Note: We purposely add a few huge values so the methods have something obvious to flag.

In [None]:
n = 800
x = np.random.gamma(shape=2.0, scale=10.0, size=n)  # skewed, positive
y = 3.0 + 0.8*x + np.random.normal(0, 5, size=n)

n_out = 20
x_out = np.random.uniform(200, 400, size=n_out)
y_out = np.random.uniform(400, 800, size=n_out)

X = np.concatenate([x, x_out])
Y = np.concatenate([y, y_out])
df = pd.DataFrame({"x": X, "y": Y})
df.head()

In [None]:
# 20 outliers added to end of df
df.tail(25).head(10)

## 3) Visual EDA (Spot outliers quickly)

Boxplot: points far from the “box” are likely outliers.

Scatter: helps see odd pairs (multivariate behavior of x & y together).

In [None]:
fig, axes = plt.subplots(1, 3, figsize=(16,4))
sns.histplot(df["x"], bins=40, ax=axes[0]); axes[0].set_title("Histogram: x")
sns.boxplot(y=df["x"], ax=axes[1]); axes[1].set_title("Boxplot: x")
sns.scatterplot(data=df, x="x", y="y", ax=axes[2]); axes[2].set_title("Scatter: x vs y")
plt.show()

## Z-Score Method (univariate; assumes roughly normal)

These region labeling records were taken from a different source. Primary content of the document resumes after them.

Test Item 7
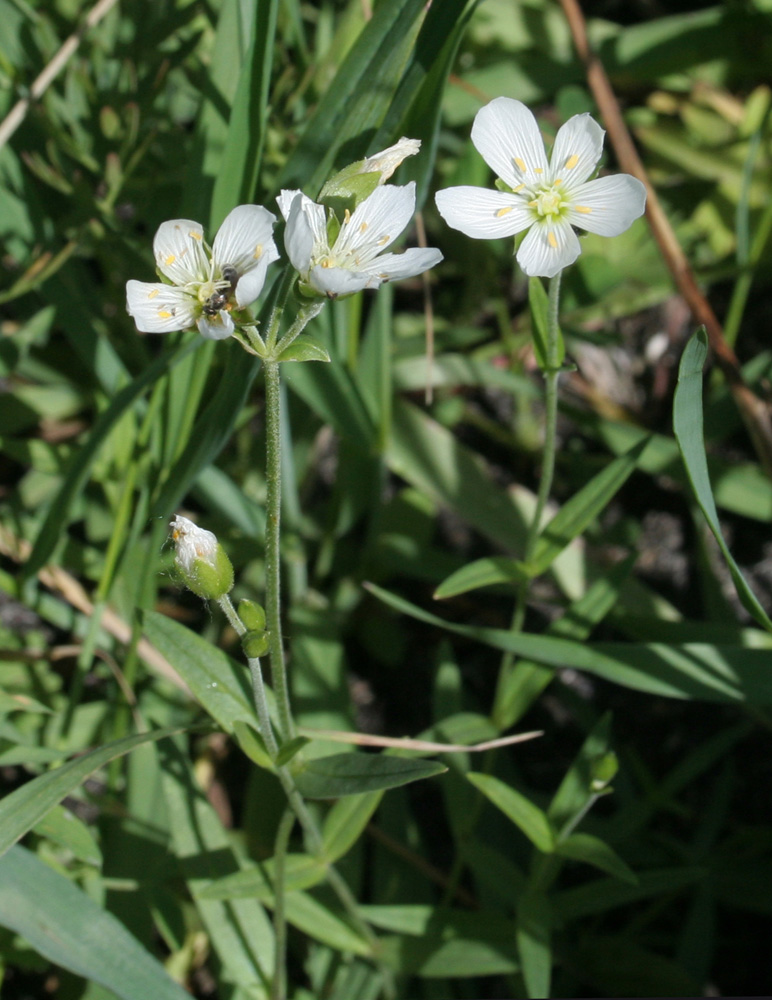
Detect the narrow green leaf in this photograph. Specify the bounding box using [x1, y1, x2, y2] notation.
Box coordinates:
[198, 854, 327, 906]
[367, 584, 772, 706]
[277, 334, 330, 361]
[142, 611, 259, 732]
[434, 556, 528, 600]
[0, 727, 182, 855]
[32, 806, 102, 868]
[555, 833, 638, 885]
[295, 753, 447, 799]
[22, 335, 203, 579]
[515, 889, 552, 1000]
[467, 772, 555, 854]
[673, 327, 772, 632]
[526, 438, 649, 577]
[0, 846, 190, 1000]
[322, 790, 383, 862]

Z-score: "how many standard deviations away" a value is from average. A common rule is |z| > 3 -> outlier.

In [None]:
df["x_z"] = zscore(df["x"])
z_thresh = 3.0
df["outlier_z"] = (df["x_z"].abs() > z_thresh)
df["outlier_z"].value_counts()

In [None]:
plt.figure(figsize=(6,4))
sns.scatterplot(data=df, x="x", y="y", hue="outlier_z", palette={False:"tab:blue", True:"tab:red"})
plt.title("Z-score flagged outliers")
plt.show()

## 5) IQR Method (univariate; robust to skew)

**IQR (Interquartile Range):** middle 50% spread (Q3-Q1). Anything below Q1-1.5IQR or above Q3+1.5IQR is flagged.
"Robust" = not easily thrown off by a few extreme points.

In [None]:
Q1, Q3 = df["x"].quantile([0.25, 0.75])
IQR = Q3 - Q1
lower = Q1 - 1.5*IQR
upper = Q3 + 1.5*IQR

df["outlier_iqr"] = (df["x"] < lower) | (df["x"] > upper)
(lower, upper), df["outlier_iqr"].value_counts()

In [None]:
plt.figure(figsize=(6,4))
sns.scatterplot(data=df, x="x", y="y", hue="outlier_iqr", palette={False:"tab:blue", True:"tab:orange"})
plt.title("IQR flagged outliers")
plt.show()

## 6) Isolation Forest (multivariate; no distribution assumptions)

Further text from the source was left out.